The NASB likewise translates this single word as "at any time, formerly, former times, at last, ever, never, once, when and "when once."
The NIV translates it as "once, at one time, ever, formerly, used to, ago, never, now at last, of the past, and previous." Most difficulties like "sometimes" as used in several passages of the King James Bible and others, are easily cleared up by just learning more about our own English language.
The English word "sometimes" has basically two different meanings. One of them is now considered to be "archaic" or even "obsolete" and the other one is more modern.
Collins Dictionary, Webster's Dictionary, the American Heritage Dictionary and others tell us that the modern usage of the word "sometimes" means "now and then; from time to time, or occasionally." However, though now considered to be obsolete or archaic, the word "sometimes" also means "formerly; sometime" and it still has the meaning of "at one time; opposed to another time."
The King James Bible does NOT use the words "sometime" or "sometimes" in the sense of "once in awhile, or occasionally" but it does use the words "sometime" (2 times - Col. 1:21 "you, that were sometime alienated" and 1 Peter 3:20 "Which sometime were disobedient") and "sometimes" (3 times - Eph.2:13 "ye who sometimes were far off are made nigh" and Eph. 5:8 "ye were sometimes darkness" and Titus 3:3 "we ourselves also were sometimes foolish") to mean simply "formerly" or "at one time".
Not only does the King James Bible use the words in this way but so too do the following Bible translations: Wycliffe 1395 - "For ye were SUM TYME derknessis, but now `ye ben liyt in the Lord.", Coverdale 1535 - "For SOMETYME ye were darkness", the Great Bible 1540 - "Ye were SOMETIME darknes", the Bishops' Bible 1568 - " For ye were SOMETIMES darkness", Whiston's N.T. 1745 - "For ye were SOMETIMES darkness", Webster's 1833 translation, The Word of Yah Bible 1993, the KJV 21st Century Version 1994, the Third Millennium Bible 1998 - "For ye were SOMETIMES darkness, but now are ye light in the Lord.", The Resurrection Life New Testament 2005 (Vince Garcia), The Hebrew Transliteration Scripture 2010 and The Bond Slave Version 2012 - "For you were SOMETIMES darkness, but now are you light in the Lord"
Young's 'literal' 1898 uses the word "sometime" in the sense of "formerly" in 1 Peter 3:20 - "who SOMETIME disbelieved, when once the long-suffering of God did wait, in days of Noah" as do Wycliffe, the Great Bible, the Bishops' Bible, Whiston's N.T. and the Cambridge Paragraph Bible 1873 by Frederick Scrivener.
Lamsa's 1933 translation of the Syriac Peshitta uses the word "sometimes" in Ephesians 2:13 - "But now, through Jesus Christ, you who SOMETIMES were far off are brought near by the blood of Christ." and in Titus 3:3 - "For we ourselves also were SOMETIMES foolish, disobedient, misled, and serving divers lusts and passions, living in malice and envy, hated, and also hating one another."

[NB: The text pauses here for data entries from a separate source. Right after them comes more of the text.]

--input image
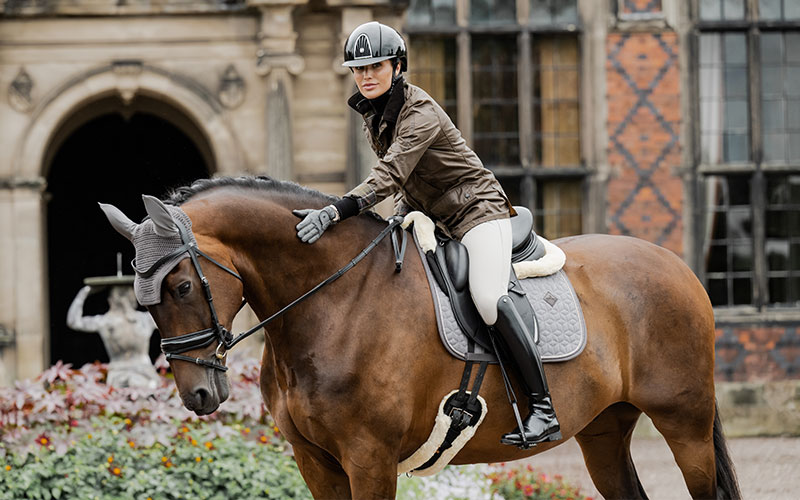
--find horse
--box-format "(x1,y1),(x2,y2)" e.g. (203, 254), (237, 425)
(101, 177), (740, 499)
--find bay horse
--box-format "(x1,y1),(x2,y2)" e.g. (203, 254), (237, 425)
(103, 178), (739, 498)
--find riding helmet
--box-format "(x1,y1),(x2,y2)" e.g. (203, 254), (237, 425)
(343, 21), (408, 71)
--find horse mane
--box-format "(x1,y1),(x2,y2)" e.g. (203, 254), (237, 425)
(163, 175), (384, 221)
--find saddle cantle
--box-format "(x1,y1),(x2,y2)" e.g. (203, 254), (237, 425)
(412, 208), (586, 363)
(425, 207), (544, 352)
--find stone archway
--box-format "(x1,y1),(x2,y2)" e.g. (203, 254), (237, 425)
(11, 62), (245, 378)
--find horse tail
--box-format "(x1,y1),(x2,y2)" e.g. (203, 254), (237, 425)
(714, 401), (742, 500)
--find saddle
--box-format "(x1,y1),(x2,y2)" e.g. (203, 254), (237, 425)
(425, 207), (545, 352)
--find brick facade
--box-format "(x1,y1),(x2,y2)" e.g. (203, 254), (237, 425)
(606, 10), (800, 382)
(606, 32), (684, 255)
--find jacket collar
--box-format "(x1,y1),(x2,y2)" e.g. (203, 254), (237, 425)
(347, 76), (406, 124)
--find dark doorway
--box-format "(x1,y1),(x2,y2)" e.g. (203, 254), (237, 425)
(47, 109), (209, 367)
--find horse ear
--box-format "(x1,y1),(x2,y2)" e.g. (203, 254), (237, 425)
(98, 203), (138, 241)
(142, 194), (178, 237)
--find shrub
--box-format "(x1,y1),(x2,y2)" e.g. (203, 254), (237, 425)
(487, 464), (592, 500)
(0, 358), (310, 500)
(0, 417), (310, 500)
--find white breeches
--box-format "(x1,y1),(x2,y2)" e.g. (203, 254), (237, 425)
(461, 219), (511, 325)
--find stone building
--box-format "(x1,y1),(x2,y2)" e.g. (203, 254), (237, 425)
(0, 0), (800, 430)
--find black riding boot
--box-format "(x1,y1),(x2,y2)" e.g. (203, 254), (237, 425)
(494, 295), (561, 446)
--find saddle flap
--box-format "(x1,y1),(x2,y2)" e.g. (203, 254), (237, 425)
(511, 207), (533, 253)
(444, 240), (469, 292)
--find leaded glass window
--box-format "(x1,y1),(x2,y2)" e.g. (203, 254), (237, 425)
(700, 33), (750, 164)
(696, 0), (800, 312)
(472, 35), (520, 166)
(405, 0), (587, 238)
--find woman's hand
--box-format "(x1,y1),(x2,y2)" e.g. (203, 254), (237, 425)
(292, 205), (339, 243)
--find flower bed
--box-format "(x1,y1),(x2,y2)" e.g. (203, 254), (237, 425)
(0, 358), (310, 499)
(0, 355), (584, 500)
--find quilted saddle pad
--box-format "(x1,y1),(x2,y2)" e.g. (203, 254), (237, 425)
(415, 239), (586, 362)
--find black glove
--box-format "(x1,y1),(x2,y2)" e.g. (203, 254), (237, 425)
(292, 205), (339, 243)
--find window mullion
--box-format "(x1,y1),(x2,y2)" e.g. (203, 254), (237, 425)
(517, 30), (533, 168)
(747, 26), (769, 310)
(750, 169), (769, 310)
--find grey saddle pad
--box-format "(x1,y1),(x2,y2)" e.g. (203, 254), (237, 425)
(415, 239), (586, 362)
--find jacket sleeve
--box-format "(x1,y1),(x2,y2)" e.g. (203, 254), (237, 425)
(345, 101), (441, 212)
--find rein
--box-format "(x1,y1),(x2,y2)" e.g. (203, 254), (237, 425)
(149, 216), (405, 371)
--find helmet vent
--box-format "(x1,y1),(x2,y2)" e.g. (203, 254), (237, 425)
(354, 33), (372, 59)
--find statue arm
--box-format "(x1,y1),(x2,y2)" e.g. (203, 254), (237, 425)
(67, 286), (99, 332)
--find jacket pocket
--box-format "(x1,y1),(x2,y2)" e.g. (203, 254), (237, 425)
(429, 184), (476, 221)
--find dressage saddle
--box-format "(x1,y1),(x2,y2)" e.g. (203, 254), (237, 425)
(425, 207), (545, 352)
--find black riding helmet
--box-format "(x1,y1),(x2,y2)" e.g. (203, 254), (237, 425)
(342, 21), (408, 71)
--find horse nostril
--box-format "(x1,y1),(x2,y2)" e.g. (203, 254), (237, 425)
(194, 388), (211, 408)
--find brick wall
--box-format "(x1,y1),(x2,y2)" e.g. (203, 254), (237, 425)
(606, 32), (683, 255)
(715, 322), (800, 382)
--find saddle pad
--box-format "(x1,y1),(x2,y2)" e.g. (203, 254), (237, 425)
(414, 238), (586, 362)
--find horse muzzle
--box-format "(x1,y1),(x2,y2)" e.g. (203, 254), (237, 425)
(180, 370), (230, 416)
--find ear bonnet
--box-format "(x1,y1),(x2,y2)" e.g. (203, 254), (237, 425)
(100, 196), (197, 306)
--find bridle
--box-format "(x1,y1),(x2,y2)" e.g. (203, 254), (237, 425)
(137, 216), (406, 372)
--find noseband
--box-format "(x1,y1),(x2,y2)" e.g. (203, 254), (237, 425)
(131, 224), (245, 371)
(137, 213), (406, 371)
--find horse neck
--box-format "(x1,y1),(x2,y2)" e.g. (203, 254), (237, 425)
(187, 191), (392, 347)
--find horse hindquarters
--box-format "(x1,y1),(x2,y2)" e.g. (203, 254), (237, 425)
(714, 404), (742, 500)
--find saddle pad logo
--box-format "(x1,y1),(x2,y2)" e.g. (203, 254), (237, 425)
(354, 33), (372, 59)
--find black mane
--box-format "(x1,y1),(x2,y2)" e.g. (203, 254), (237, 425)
(164, 175), (339, 206)
(164, 175), (384, 221)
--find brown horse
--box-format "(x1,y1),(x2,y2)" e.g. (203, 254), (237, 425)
(103, 178), (739, 498)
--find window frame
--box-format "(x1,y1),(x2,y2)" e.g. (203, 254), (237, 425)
(689, 0), (800, 321)
(403, 0), (594, 238)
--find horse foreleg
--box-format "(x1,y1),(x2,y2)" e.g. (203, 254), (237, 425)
(647, 398), (717, 498)
(342, 446), (397, 500)
(575, 403), (647, 499)
(294, 446), (352, 499)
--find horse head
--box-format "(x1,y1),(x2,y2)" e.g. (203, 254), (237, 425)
(100, 196), (242, 415)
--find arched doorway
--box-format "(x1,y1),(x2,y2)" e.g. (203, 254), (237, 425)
(47, 96), (213, 366)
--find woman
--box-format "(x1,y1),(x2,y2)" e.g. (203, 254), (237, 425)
(295, 22), (561, 446)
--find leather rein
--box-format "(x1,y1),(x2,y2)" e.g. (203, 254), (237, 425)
(137, 216), (406, 371)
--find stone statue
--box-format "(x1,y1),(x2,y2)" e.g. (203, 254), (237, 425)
(67, 286), (158, 388)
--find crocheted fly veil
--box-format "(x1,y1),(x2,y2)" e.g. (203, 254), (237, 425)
(100, 196), (197, 306)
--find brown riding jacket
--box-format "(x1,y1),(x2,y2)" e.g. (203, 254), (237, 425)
(345, 82), (516, 240)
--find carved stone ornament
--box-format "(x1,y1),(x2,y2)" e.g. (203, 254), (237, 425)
(256, 49), (306, 76)
(219, 64), (245, 109)
(8, 68), (33, 113)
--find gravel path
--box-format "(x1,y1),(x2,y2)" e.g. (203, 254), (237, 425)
(525, 437), (800, 500)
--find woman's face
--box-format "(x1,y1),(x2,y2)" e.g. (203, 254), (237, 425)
(353, 59), (393, 99)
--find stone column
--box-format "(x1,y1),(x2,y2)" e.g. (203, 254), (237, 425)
(253, 0), (307, 180)
(3, 179), (50, 378)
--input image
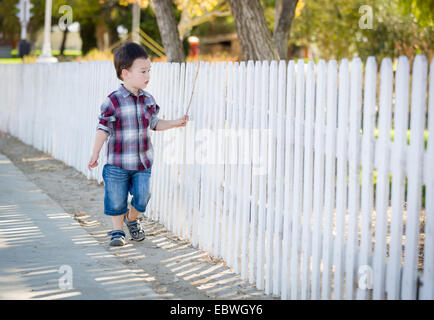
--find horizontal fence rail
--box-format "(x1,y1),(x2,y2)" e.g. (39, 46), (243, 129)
(0, 55), (434, 299)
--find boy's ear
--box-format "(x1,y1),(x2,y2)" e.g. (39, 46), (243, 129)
(121, 69), (128, 80)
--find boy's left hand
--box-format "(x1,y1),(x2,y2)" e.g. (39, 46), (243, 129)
(175, 114), (189, 127)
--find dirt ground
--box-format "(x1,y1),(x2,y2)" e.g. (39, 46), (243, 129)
(0, 132), (279, 300)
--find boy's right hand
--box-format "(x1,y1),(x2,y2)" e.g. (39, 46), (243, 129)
(87, 154), (99, 171)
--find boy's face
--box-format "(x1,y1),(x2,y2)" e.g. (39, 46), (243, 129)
(122, 58), (151, 89)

So once again we see that this is not a case at all of there being an error in the King James Bible. It is just another example of learning the accuracy of an English word whose definition we may not have been familiar with.
For further examples of an "archaic" word and what the alternatives are, see Of Kine and Cattle in the King James Bible -
The King James Bible is still the ONLY English Bible believed by thousands to be in complete and inerrant words of God. Nobody holds up any other English translation or UNtranslated Bible "in the original languages" as being that Book. They simply do not believe that such a thing as a complete and inerrant Bible exists in ANY language.
Don't believe it? Just ask the Bible critics to show you a copy of their "infallible Bible". They will never do it.
All of grace, believing the Book - the Authorized King James Holy Bible.